This week, a City Council committee is reviewing Baltimore’s landmark Trap-Neuter-Return (TNR) program for community cats, sometimes called feral cats. These discussions offer the opportunity to review the success of Baltimore’s 10-year-old TNR program, which has served as a model for the nation.
TNR is a program in which community cats are trapped, spayed or neutered, vaccinated, eartipped (a universal sign to show they’ve been neutered and vaccinated), and returned to their outdoor homes. TNR is the only humane and effective approach for community cats. Studies have shown that TNR ends the cycle of breeding and stabilizes the population. Mating behaviors also cease, which makes life better for the cats and for the residents who live nearby.
As we have seen over the last decade, TNR is sound public policy. Fewer calls come in to animal control agencies, which leads to reduced shelter intake and far less killing. This also translates into considerable taxpayer savings. With TNR, we stop the endless, expensive cycle of impounding cats in shelters, where nearly 100 percent of community cats are killed because they are not adoptable. Animal control officers can instead focus on rescuing animals in need and finding adoptable animals a new home.
Increasingly, animal control officials in municipalities around the nation are abandoning the outdated approach of rounding up and killing cats. According to a Harris Interactive poll, more than 80 percent of Americans believe that it is more humane to leave a healthy cat outside, where she can thrive, rather than have her caught and be killed.

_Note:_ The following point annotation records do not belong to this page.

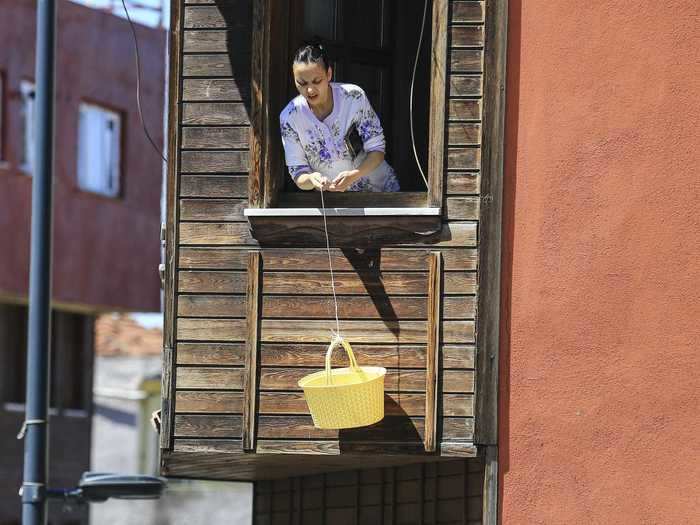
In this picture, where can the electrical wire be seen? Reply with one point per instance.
(413, 81)
(138, 84)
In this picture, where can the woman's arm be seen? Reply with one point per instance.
(309, 181)
(346, 179)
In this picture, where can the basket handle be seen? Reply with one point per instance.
(348, 350)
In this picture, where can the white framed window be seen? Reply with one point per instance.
(99, 150)
(28, 105)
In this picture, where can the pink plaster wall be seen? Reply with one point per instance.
(600, 354)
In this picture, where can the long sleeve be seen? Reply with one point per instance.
(368, 125)
(295, 157)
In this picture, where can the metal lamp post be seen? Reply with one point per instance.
(35, 428)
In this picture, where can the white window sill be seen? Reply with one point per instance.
(341, 212)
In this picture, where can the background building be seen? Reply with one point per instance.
(106, 216)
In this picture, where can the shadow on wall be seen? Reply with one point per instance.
(237, 15)
(508, 224)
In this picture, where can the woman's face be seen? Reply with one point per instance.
(312, 82)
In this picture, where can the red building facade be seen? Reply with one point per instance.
(105, 243)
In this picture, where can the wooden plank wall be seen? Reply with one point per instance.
(445, 493)
(383, 293)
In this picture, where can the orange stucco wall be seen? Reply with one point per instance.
(600, 353)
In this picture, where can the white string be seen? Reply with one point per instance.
(330, 265)
(410, 105)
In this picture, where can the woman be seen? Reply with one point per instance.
(317, 128)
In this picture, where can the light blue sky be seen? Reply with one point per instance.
(142, 16)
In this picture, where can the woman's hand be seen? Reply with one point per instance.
(344, 180)
(309, 181)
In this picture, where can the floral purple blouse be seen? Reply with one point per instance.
(313, 145)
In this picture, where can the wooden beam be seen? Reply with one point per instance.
(250, 385)
(490, 491)
(259, 99)
(438, 88)
(171, 226)
(490, 223)
(432, 351)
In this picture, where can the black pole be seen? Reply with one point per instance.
(36, 458)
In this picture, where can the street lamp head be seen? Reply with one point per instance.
(98, 487)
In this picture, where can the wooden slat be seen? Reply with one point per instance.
(490, 223)
(312, 331)
(216, 138)
(250, 386)
(213, 329)
(230, 354)
(194, 233)
(460, 183)
(214, 114)
(438, 88)
(218, 65)
(464, 109)
(259, 98)
(214, 161)
(401, 429)
(207, 41)
(404, 403)
(304, 448)
(466, 60)
(288, 379)
(465, 85)
(467, 11)
(224, 186)
(221, 16)
(198, 425)
(466, 36)
(462, 208)
(213, 210)
(207, 378)
(166, 388)
(489, 509)
(391, 356)
(432, 351)
(387, 259)
(212, 402)
(212, 258)
(211, 282)
(373, 283)
(211, 306)
(463, 134)
(360, 307)
(463, 158)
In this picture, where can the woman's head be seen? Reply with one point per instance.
(312, 73)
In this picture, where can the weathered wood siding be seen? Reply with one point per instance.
(384, 301)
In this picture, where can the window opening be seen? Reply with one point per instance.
(99, 150)
(373, 44)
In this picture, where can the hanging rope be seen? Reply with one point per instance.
(410, 105)
(330, 265)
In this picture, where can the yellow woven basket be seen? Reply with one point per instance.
(345, 397)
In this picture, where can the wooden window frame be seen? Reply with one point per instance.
(270, 27)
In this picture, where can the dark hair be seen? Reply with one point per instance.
(312, 53)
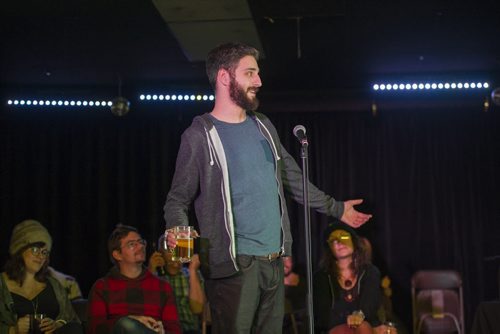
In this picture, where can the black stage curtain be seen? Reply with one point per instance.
(430, 177)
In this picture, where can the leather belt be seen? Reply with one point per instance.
(269, 257)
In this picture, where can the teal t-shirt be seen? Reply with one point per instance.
(253, 185)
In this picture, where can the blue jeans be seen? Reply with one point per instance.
(251, 301)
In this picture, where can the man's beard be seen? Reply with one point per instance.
(239, 96)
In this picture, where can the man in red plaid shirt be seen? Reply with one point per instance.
(129, 299)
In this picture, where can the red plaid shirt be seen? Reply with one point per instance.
(115, 296)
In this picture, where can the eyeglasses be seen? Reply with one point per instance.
(131, 244)
(339, 239)
(37, 251)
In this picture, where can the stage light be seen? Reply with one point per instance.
(495, 96)
(466, 85)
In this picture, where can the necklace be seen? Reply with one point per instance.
(34, 302)
(348, 284)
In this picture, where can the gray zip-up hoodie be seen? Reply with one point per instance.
(201, 176)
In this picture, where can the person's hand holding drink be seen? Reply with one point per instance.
(180, 241)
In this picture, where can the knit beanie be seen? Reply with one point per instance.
(28, 232)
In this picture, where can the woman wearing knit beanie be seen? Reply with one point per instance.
(33, 302)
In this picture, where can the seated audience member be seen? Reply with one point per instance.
(27, 290)
(346, 290)
(68, 282)
(186, 283)
(129, 299)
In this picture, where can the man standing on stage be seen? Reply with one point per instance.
(232, 165)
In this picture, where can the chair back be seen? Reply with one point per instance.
(437, 302)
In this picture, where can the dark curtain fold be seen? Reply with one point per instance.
(430, 177)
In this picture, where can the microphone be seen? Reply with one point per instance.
(299, 131)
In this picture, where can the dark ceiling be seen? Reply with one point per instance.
(308, 44)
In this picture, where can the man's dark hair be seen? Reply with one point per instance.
(227, 56)
(115, 239)
(16, 269)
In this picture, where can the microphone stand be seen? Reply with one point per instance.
(307, 219)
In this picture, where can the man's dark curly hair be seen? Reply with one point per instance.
(115, 239)
(227, 56)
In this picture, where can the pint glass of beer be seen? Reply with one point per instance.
(184, 249)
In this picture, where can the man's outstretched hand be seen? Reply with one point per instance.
(352, 217)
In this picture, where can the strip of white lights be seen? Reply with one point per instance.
(175, 97)
(58, 103)
(429, 86)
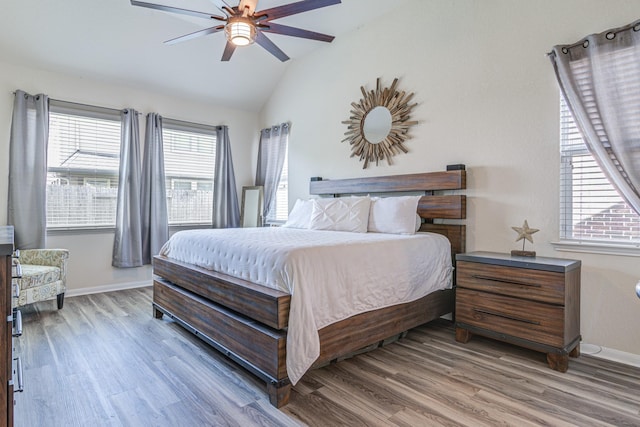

Thousands of people in towns and cities across America conduct TNR and stand by its success. Similarly, Baltimore is one of more than 650 communities that has adopted official TNR policies and ordinances, improving the lives of city residents and community cats.
I applaud the city, Mayor Catherine Pugh, and the Baltimore Animal Rescue and Care Shelter for supporting this nationally recognized and respected program. I look forward to another 10 years of Baltimore officials leading the way with this smart, visionary animal control policy.